Tel: +44 (0)20 8417 9000

Education

One of the original aims of the Kingston Local History Project was to make our data available to the to the wider community and to schools.

To give access to the wider community our database has been lodged with the Kingston Museum and Heritage Service at their Local History Room in the North Kingston Centre and will soon be available at the Surrey History Service, Woking.

We are very keen that all local schools are aware of the project as it is very much a community project involving co-operation between the University, the local community and the Royal Borough. Our involvement up to this point has included talking about our study to staff and groups of pupils, and making presentations on our methods and what we have so far uncovered about the people of Kingston.

We hope our involvement may encourage small school-based projects into local history, which will not only provide pupils with an insight into their own locality and an aspect of history which they can relate to, but will also show them how computing techniques can be used in studying the past.

The Kingston Local History project is particularly relevant to primary schools as they generally have a theme concerning the Victorians within their history curriculumThe response from the schools we have already visited has been very positive from both the teachers and the pupils. The pupils have been particularly interested in 'meeting the children of Victorian Kingston' and finding out how Victorian children of similar ages and from nearby streets in the Kingston area, lived their lives.

For the teachers we can supply portions of our data on disk, usually relating to the area of the school. This allows them to incorporate information technology into their history teaching and shows how this technology can help to recreate the past. Crucially, it also allows them to do simple comparative studies using sample data without the long processes involved in database creation.

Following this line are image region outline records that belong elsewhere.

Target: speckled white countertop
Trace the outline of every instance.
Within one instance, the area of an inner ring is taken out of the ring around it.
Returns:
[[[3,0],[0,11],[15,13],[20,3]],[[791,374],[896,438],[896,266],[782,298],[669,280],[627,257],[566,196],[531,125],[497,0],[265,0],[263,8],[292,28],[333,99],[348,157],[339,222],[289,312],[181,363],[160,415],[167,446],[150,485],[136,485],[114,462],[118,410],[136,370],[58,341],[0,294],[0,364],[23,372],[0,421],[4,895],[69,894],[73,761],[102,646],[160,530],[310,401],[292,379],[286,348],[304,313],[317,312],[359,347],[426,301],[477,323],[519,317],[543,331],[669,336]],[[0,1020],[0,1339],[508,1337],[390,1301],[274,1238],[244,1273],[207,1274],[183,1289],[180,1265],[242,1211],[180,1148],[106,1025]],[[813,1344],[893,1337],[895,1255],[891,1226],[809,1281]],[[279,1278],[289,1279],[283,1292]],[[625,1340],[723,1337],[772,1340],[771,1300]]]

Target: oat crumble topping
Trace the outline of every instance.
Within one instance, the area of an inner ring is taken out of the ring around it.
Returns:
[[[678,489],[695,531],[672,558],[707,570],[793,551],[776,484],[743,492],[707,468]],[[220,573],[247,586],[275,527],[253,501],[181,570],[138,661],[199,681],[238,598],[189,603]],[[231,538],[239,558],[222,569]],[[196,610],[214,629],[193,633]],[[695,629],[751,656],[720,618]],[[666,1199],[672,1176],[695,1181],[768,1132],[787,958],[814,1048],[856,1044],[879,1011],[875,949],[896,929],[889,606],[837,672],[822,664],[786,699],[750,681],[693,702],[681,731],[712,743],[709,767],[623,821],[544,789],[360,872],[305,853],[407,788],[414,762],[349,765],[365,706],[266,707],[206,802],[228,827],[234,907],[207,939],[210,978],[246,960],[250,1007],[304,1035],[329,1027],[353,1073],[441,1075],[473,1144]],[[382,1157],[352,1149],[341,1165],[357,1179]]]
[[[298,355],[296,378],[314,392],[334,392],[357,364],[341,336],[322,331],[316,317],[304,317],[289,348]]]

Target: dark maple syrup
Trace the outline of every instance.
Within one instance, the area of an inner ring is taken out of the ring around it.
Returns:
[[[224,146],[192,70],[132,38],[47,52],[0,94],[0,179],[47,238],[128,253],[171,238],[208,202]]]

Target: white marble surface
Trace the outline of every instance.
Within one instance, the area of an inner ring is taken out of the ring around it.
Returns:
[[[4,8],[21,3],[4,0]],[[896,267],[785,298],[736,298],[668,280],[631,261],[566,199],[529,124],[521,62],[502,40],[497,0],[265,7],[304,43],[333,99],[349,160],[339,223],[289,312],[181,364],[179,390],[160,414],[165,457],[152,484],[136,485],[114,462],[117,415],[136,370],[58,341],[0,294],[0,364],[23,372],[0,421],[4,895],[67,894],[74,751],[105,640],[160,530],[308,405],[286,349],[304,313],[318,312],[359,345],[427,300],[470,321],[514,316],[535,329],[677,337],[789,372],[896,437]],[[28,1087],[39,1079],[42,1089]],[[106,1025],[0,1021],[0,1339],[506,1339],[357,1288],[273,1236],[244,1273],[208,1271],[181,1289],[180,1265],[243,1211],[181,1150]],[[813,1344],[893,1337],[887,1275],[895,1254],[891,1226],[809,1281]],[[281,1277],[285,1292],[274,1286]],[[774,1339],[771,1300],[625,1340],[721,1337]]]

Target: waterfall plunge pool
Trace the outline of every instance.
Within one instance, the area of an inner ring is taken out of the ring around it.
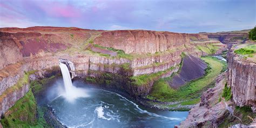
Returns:
[[[84,95],[70,100],[57,78],[42,93],[38,105],[48,105],[58,120],[69,127],[173,127],[188,112],[161,111],[142,106],[117,93],[95,88],[82,80],[73,86]]]

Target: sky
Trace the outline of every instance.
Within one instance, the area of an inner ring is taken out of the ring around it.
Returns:
[[[241,30],[256,25],[255,8],[256,0],[0,0],[0,28]]]

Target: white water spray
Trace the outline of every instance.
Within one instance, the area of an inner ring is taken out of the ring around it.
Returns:
[[[63,77],[65,91],[68,93],[69,92],[69,91],[71,90],[71,87],[73,86],[72,84],[71,78],[69,74],[69,69],[65,64],[59,63],[59,67],[60,68],[62,76]]]
[[[87,97],[85,89],[73,86],[70,74],[69,73],[67,66],[60,62],[59,67],[60,68],[62,76],[63,77],[65,89],[64,92],[62,92],[60,95],[70,102],[72,102],[79,97]]]

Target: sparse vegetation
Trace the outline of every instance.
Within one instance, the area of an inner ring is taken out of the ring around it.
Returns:
[[[253,41],[256,40],[256,27],[249,32],[249,38]]]
[[[224,68],[224,64],[215,58],[201,58],[208,64],[206,76],[190,82],[177,89],[170,87],[165,79],[160,79],[154,83],[152,91],[147,98],[161,102],[183,101],[180,103],[182,105],[198,103],[202,90],[214,82]]]
[[[132,83],[134,85],[141,86],[147,84],[150,82],[153,82],[159,78],[161,75],[172,70],[174,68],[171,67],[167,70],[163,71],[159,71],[156,73],[147,75],[144,74],[138,76],[132,76],[131,79],[133,80]]]
[[[221,97],[225,98],[226,101],[229,100],[232,97],[232,93],[231,92],[231,87],[228,87],[227,83],[226,83],[226,84],[225,84],[225,87],[223,89]]]
[[[240,122],[234,116],[229,116],[225,118],[223,122],[218,127],[226,128],[227,127],[227,126],[232,126],[237,124],[248,125],[252,122],[252,119],[256,118],[256,113],[253,113],[250,107],[248,106],[235,106],[234,115],[240,118],[242,120],[242,122]]]
[[[246,48],[241,48],[234,51],[235,53],[240,55],[251,55],[255,53],[255,51],[253,50],[246,49]]]
[[[213,44],[208,44],[206,45],[198,45],[196,48],[199,50],[206,52],[208,54],[213,54],[219,49],[217,46]]]
[[[31,89],[9,111],[9,114],[1,119],[4,127],[49,127],[42,111],[38,113],[39,116],[37,118],[36,102]]]
[[[73,34],[70,34],[70,36],[71,37],[72,39],[74,38],[74,35]]]

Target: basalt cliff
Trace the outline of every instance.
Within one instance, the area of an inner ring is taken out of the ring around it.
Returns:
[[[229,49],[227,71],[219,76],[215,86],[202,95],[200,103],[177,127],[256,126],[256,54],[237,52],[255,46],[255,42],[248,41]]]
[[[210,34],[143,30],[1,28],[0,113],[6,113],[29,91],[30,81],[59,73],[59,59],[72,63],[70,71],[72,78],[97,83],[140,99],[150,92],[159,78],[170,77],[182,69],[183,54],[188,56],[184,58],[193,60],[227,50],[226,45],[210,37]],[[253,109],[255,64],[239,63],[234,56],[228,56],[227,80],[227,80],[231,86],[237,105],[250,105]],[[206,67],[202,65],[204,71]],[[144,75],[149,75],[150,78]]]

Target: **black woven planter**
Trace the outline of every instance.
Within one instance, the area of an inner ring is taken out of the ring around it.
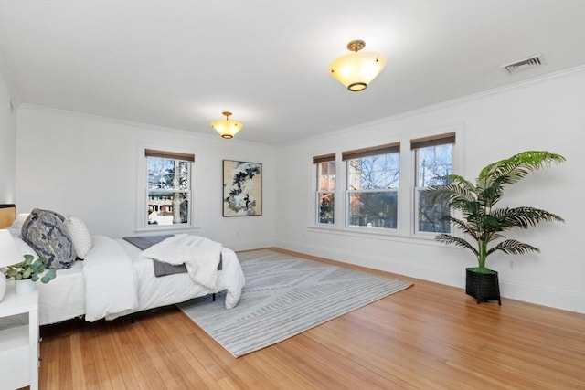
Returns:
[[[466,269],[466,271],[465,293],[467,295],[475,298],[478,304],[489,300],[497,300],[498,304],[502,304],[496,271],[479,273],[473,272],[471,269]]]

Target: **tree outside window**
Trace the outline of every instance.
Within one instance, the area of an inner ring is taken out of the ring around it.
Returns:
[[[316,163],[317,174],[317,223],[335,223],[335,176],[336,165],[335,154],[328,156],[332,161]]]
[[[348,226],[397,228],[399,151],[393,144],[345,153]]]
[[[449,233],[449,200],[432,200],[431,195],[425,192],[425,189],[448,184],[453,167],[453,143],[416,148],[415,154],[415,198],[418,206],[416,229],[419,232]]]
[[[190,217],[191,161],[186,155],[146,153],[148,225],[185,225]]]

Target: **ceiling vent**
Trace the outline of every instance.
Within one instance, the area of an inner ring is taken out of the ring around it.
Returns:
[[[514,74],[522,70],[527,70],[531,68],[540,67],[541,65],[544,65],[542,54],[537,54],[536,56],[532,56],[511,64],[502,65],[502,68],[505,68],[508,73]]]

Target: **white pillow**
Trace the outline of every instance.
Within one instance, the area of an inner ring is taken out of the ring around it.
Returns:
[[[83,259],[91,249],[91,236],[88,227],[85,226],[83,221],[75,216],[69,216],[64,221],[65,228],[67,229],[71,242],[73,242],[73,248],[77,257]]]
[[[15,244],[16,244],[16,248],[23,256],[23,258],[21,258],[20,261],[25,259],[25,255],[32,255],[35,258],[38,258],[38,255],[37,254],[37,252],[35,252],[35,249],[30,248],[30,245],[23,241],[22,238],[15,237]]]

The project also has potential interest for secondary education as a means of cross curriculum work in IT and data manipulation. Undergraduate and post-graduate students will find the Project an example of a major study using computer databases and it is currently being used as the model for Kingston University's MA in Local History on the Computer Research Techniques Module.

In the longer term we are looking into the development and creation of a teaching resource package which we would hope to make available across the education spectrum from primary through to tertiary education and we are currently in cross-faculty consultations with our School of Education on this matter.